Summarizing generated code failure reasons

Summarizing generated code failure reasons#

This notebook demonstrates how one can dive into summarizing error messages and failure reasons from HumanEval-like benchmarks. The _result.jsonl files contain a column result, which contains a string, that in case of test failure is “failed: ” and in other cases contains additionally the error message that was observed. These failures and errors can be summarized for each model as shown here.

The data used in this notebook originates from the human-eval-bia project and is licensed BSD-3.

import pandas as pd
import os

directory = "data/"
# if you want to investigate a single model only, add its name here:
search_term = ""

# Enter the terms to search for here
common_errors = ['has no attribute', 'invalid syntax', "Can't convert object", 'cannot import', 'out of range', 'unexpected keyword argument']
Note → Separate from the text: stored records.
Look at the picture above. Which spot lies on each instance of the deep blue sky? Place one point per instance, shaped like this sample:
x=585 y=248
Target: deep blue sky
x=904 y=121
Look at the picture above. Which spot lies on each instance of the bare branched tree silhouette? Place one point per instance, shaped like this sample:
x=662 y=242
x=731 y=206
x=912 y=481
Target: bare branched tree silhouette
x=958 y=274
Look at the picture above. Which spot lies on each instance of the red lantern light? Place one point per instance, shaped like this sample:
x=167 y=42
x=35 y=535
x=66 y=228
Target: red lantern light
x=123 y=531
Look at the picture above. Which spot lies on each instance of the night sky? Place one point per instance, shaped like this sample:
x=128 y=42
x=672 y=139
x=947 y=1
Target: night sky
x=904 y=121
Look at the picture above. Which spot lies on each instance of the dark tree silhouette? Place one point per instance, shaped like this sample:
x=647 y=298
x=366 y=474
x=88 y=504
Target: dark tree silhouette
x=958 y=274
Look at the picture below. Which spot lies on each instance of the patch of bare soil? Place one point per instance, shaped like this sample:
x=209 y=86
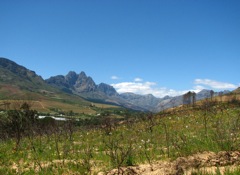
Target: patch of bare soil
x=204 y=162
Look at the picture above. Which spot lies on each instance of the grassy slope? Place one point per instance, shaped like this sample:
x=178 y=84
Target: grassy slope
x=181 y=132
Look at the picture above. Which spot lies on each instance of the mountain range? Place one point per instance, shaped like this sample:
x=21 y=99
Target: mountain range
x=20 y=79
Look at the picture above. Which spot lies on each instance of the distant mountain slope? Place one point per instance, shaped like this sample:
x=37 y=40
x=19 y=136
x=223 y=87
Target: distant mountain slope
x=148 y=102
x=12 y=73
x=20 y=83
x=84 y=86
x=178 y=100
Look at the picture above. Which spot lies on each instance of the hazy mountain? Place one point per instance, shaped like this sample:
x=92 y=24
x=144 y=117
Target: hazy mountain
x=178 y=100
x=84 y=86
x=148 y=102
x=14 y=74
x=17 y=80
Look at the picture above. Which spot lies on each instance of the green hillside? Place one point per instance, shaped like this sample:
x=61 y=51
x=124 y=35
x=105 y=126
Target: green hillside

First we collect all results and the corresponding models from the jsonl files.

collection = []
for filename in os.listdir(directory):
    if search_term in filename and filename.endswith("_results.jsonl"):
        df = pd.read_json(directory + filename, lines=True)
        df['model'] = filename.replace("samples_","").replace("_results","").replace(".jsonl","")
        collection.append(df)

if len(collection) == 1:
    df = collection[0]
else:
    df = pd.concat(collection)

We then focus on the tests which failed.

df = df[df['passed'] == False]
df

	task_id	completion	full_response	result	passed	model
0	../test_cases/apply_otsu_threshold_and_count_p...	\n# Plan:\n# 1. Import required libraries (cv2...	Here's the completed code with a step-by-step ...	failed: OpenCV(4.9.0) D:\a\opencv-python\openc...	False	claude-3-5-sonnet-20240620
2	../test_cases/binary_skeleton.ipynb	\n# Plan:\n# 1. Import necessary libraries (sk...	Here's the completed code with a step-by-step ...	failed: Input must be a 2D numpy array of bool...	False	claude-3-5-sonnet-20240620
6	../test_cases/convolve_images.ipynb	\n# Plan:\n# 1. Check if the input images are ...	Here's the complete code with a plan, necessar...	failed: Input image and kernel image must have...	False	claude-3-5-sonnet-20240620
12	../test_cases/deconvolve_image.ipynb	\n# Plan:\n# 1. Import required libraries (num...	Here's the completed code with a plan, necessa...	failed: fft2() got an unexpected keyword argum...	False	claude-3-5-sonnet-20240620
13	../test_cases/detect_edges.ipynb	\n# Plan:\n# 1. Convert the image to grayscale...	Here's the completed code with a plan, necessa...	failed: OpenCV(4.9.0) d:\a\opencv-python\openc...	False	claude-3-5-sonnet-20240620
...	...	...	...	...	...	...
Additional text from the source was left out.